Follow me."
************
Will left his room several hours later, his mind clear and refreshed. He had taken a short nap, and now he had a plan worked out.
The house's lamps cast a warm, yellowish light as Will walked down the hallway. Much better than the energy-saving fluorescent that Will had gotten used to.
Will found Mr. Torrey sitting in the living room, working on a touchpad. He glanced up. "You need something?"
"I'd like to work on your phone, if that's okay." Will gestured toward the phone. "I might have to tear it apart, but I've got some stuff I'd like to try on it."
“It's all yours. I thought about tearing it apart myself—not to look at it, just to disable calls altogether—but we got a new number several days ago, and...” His voice trailed off. “It called the new number, too.” He glanced up at the clock and changed the subject. “It's a bit late. I figured you went to bed.”
Will sat on the tile and crossed his legs. "I took a short nap to clear my head. It shouldn't keep me from sleeping, though, since I'm still getting over jet lag."
Will reached up and grabbed the phone off the table. He balanced it on his knee and took off the back panel. He then removed the battery and took off another panel, revealing wires and hardware. He set his comm on the table as he worked, saving it for later. Now, if he could find a way to connect the computing power of his comm to the phone itself...
He heard soft steps behind him. "What you doing, Mister Vullerman?"

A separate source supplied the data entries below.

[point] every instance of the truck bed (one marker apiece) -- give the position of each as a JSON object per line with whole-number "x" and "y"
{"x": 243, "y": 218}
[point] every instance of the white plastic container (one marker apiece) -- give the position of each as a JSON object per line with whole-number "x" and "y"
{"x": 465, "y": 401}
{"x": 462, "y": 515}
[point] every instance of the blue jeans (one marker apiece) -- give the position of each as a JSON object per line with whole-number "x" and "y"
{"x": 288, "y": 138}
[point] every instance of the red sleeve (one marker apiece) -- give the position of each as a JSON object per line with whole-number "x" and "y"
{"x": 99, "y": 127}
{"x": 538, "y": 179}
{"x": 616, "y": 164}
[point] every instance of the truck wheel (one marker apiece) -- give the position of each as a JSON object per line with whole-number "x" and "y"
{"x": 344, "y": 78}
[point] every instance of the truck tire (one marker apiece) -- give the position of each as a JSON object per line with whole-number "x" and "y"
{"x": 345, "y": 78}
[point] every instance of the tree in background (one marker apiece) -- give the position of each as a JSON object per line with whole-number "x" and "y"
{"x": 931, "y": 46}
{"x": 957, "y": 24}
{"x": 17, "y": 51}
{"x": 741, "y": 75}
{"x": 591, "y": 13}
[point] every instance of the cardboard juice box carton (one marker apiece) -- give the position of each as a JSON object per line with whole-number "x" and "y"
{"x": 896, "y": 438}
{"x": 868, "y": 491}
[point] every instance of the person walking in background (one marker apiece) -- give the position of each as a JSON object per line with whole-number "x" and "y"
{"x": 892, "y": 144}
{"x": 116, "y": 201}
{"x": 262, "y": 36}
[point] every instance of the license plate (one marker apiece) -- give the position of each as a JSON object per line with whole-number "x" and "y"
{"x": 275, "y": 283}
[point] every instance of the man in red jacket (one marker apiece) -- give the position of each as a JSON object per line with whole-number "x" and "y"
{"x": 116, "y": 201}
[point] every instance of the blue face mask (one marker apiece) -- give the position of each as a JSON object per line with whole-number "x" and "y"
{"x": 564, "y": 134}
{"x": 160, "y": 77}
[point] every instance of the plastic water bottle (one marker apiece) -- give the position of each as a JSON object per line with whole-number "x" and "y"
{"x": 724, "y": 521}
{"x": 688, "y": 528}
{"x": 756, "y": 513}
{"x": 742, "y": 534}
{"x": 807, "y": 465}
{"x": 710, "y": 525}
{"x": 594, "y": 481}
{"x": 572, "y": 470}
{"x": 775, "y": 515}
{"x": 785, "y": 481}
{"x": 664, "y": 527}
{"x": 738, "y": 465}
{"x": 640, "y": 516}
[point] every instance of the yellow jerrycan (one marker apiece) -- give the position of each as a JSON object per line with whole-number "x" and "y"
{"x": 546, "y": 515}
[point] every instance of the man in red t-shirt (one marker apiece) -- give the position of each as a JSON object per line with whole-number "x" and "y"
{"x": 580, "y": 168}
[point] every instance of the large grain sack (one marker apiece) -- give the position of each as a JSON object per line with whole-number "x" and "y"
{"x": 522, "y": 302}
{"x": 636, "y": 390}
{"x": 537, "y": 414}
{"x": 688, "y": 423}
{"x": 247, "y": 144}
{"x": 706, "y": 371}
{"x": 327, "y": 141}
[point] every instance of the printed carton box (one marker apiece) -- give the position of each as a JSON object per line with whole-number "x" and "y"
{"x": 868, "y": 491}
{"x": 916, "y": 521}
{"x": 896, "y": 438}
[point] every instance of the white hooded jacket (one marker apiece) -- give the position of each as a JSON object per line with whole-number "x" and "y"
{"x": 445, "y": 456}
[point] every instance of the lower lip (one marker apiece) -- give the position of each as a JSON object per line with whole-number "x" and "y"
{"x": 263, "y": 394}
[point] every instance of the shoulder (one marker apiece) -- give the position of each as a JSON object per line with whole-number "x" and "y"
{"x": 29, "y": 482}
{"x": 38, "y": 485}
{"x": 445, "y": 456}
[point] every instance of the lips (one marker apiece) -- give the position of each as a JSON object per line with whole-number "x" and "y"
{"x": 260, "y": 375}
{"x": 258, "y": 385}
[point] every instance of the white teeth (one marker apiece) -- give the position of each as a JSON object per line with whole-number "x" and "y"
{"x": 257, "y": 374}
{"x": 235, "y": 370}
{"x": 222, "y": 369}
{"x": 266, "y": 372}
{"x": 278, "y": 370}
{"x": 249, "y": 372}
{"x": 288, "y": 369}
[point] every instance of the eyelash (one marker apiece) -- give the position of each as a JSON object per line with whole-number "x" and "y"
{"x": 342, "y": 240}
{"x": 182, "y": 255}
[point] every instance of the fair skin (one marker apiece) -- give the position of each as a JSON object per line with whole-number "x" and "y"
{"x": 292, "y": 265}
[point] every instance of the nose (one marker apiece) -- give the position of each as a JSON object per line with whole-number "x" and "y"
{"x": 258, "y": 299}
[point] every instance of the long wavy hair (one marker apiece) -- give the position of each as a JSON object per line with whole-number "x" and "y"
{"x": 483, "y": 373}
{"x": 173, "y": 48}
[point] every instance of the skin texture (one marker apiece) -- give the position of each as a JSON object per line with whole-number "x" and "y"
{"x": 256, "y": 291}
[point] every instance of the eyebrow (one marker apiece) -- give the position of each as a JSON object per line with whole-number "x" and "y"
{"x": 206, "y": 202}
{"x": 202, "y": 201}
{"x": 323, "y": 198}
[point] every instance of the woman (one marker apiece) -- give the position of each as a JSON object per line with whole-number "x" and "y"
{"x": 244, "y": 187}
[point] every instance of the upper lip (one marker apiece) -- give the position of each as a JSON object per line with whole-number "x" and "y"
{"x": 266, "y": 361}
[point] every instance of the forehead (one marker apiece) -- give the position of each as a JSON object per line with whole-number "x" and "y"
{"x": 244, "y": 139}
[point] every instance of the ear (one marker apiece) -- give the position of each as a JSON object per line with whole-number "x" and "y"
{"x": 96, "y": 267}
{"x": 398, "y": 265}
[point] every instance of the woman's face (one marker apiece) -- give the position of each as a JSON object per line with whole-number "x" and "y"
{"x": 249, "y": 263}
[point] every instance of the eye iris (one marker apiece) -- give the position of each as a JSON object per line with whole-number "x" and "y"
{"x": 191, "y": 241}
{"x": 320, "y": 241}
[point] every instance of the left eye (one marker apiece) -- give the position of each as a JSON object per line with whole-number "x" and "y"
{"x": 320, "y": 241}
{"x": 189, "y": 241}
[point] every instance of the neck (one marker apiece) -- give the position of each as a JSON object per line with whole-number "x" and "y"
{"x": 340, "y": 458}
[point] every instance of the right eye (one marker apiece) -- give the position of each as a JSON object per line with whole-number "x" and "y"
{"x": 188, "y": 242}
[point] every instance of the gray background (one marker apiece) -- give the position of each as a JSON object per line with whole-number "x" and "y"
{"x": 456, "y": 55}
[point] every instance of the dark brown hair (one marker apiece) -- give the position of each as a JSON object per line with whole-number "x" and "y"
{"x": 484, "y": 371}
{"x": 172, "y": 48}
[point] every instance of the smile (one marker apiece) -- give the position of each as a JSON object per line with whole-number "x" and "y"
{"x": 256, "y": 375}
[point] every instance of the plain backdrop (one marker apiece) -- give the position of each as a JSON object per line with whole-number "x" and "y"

Will looked up to see May dressed in pink pajamas, her hair still wet from her shower. "I'm working on your phone, Miss May." Will showed her the phone.
She stared down at it with a frown. "It looks like you're destroying it."
Will laughed. "No, I'm just trying to find a way to connect it to my comm."
"Daddy wanted a comm, but they're too much money." May sat down beside him and peered at the phone. "Why do you need to connect it to your comm?"
Will showed her his comm. "You see, when this guy calls, it shows no number and leaves nothing but a message, which means you can't call him back. But in order to call you at all, his comm has to have a signal. If I can find a way to reverse the signal, I can call him back. Then I can tell him to stop." Actually, Will planned on saying a lot more than that.
“Sounds smart,” Mr. Torrey said, setting aside his touchpad. “But how do you reverse the signal?”
“That's the tricky part.” Will held up a wire. “Once I connect the comm to the phone's hardware, I have to program a command that allows me to use both systems to essentially 'grab' a signal and follow it back to the source.”
Mr. Torrey shrugged. “It's all Greek to me. My degree's in Agriculture. But do you think it'll work?”
“It works in theory. We'll see if I can get it to work in practice.”
May frowned. "Are you a hacker, Mister Vullerman?"
"Well..." Will stopped for a moment. How could he answer this question discreetly? "My job requires me to be good with technical stuff. I'm not one of those people who can hack into everything, though."
The answer seemed to satisfy her. For a while, she said nothing, and Will continued working on the phone, trying to find the wire he needed to connect his comm. No good. His fingers were too thick. He dug in his pocket and came out with a pair of tweezers, using it to part the wires and look through the more delicate ones deeper in the phone.
"Do you have a family, Mister Vullerman?"
Will paused his work. Children could afford to be blunt, he supposed. "No. I had my grandparents, but they're...gone."
"Oh."
There was another moment of silence, and then she spoke again. "Didn't you have a mommy?"
Will set the phone in his lap. "My mom left a long time ago." He didn't elaborate. Will's mother had left him with his grandparents after his dad had died. He barely remembered her now. But May didn't need to know that. The world was a hard place, but not to a girl of May's age.